[bit.listserv.sas-l] Zip codes --> counties

TCD@CORNELLA.BITNET (Tim Dorcey) (02/06/90)

     I have a client who has a bunch of data arranged according to
zip codes.  He would like to aggregate the data for a given county (in the
state of New York) and plot the results using the map data sets provides with
SAS.  Does anyone know how to determine what county a zipcode region falls in?
Would it be something like  x1 < zip code < x2   ==> a certain county or is a
look-up table required?  Thanks,

Tim Dorcey                        BITNET:   TCD@CORNELLA
Statistical Software Consultant   Internet: TCD@CORNELLA.CIT.CORNELL.EDU
Cornell Information Technologies
Cornell University
Ithaca, NY  14853

PRAHL@MACC.WISC.EDU (Walter Prahl, MACC) (02/07/90)

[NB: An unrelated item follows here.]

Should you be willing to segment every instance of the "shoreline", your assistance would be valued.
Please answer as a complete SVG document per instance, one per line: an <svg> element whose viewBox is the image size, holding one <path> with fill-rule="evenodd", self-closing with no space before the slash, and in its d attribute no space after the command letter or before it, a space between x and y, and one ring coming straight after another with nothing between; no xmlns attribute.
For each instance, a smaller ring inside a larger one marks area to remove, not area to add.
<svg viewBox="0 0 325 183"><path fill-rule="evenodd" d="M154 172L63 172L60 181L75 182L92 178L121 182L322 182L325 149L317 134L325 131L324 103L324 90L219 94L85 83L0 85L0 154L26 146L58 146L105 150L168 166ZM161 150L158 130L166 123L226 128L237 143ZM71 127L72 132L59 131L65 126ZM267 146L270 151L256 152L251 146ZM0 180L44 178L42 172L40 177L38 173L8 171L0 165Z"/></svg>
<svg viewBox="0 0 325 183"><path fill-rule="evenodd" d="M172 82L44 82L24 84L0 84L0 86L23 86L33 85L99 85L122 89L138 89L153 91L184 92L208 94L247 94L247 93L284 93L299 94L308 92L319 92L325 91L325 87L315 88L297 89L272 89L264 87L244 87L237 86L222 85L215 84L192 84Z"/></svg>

>     I have a client who has a bunch of data arranged according to
>zip codes.  He would like to aggregate the data for a given county (in the
>state of New York) and plot the results using the map data sets provides with
>SAS.  Does anyone know how to determine what county a zipcode region falls in?
>Would it be something like  x1 < zip code < x2   ==> a certain county or is a
>look-up table required?  Thanks,

The SAS Institute sells a tape (identified as D103) that
cross-references ZIP codes and counties.  It is one of the tapes in
the Institute's "Data Library Series", which is briefly discussed on
page 449 of the Version 5 SAS/Graph manual.  I used this tape several
years ago to do something like what the client wants to do here.  I
don't have any of the material in front of me, but I remember finding
(to my disappointment) that this is a much more difficult problem than
one would like it to be.

For starters, realize that the cross-reference from ZIP code to county
is not unique: some ZIP codes cross county lines.  In fact, believe it
or not, even the cross-reference from ZIP code to STATE is not unique!
If I remember correctly, the Institute's tape handles this by
providing a "primary" county for each ZIP code, and then a "secondary"
county.  Problem is, in a typical data set there is no easy way to
determine whether a given observation is from the primary or the
secondary county, when it exists (even though the primary county is,
presumably, the most likely).

As I remember, there were also various other difficulties.  For
example, the data on the Institute's tape was several years old, and
ZIP codes are surprisingly volatile (the post office reassigns ZIP
codes sometimes).  Before ordering the tape, you might want to explain
these problems to the client.
----------------------------------
Walter Prahl (608) 262-0284
University of Wisconsin -- MACC
Internet:  prahl@vms.macc.wisc.edu
Bitnet:    prahl@wiscmacc.bitnet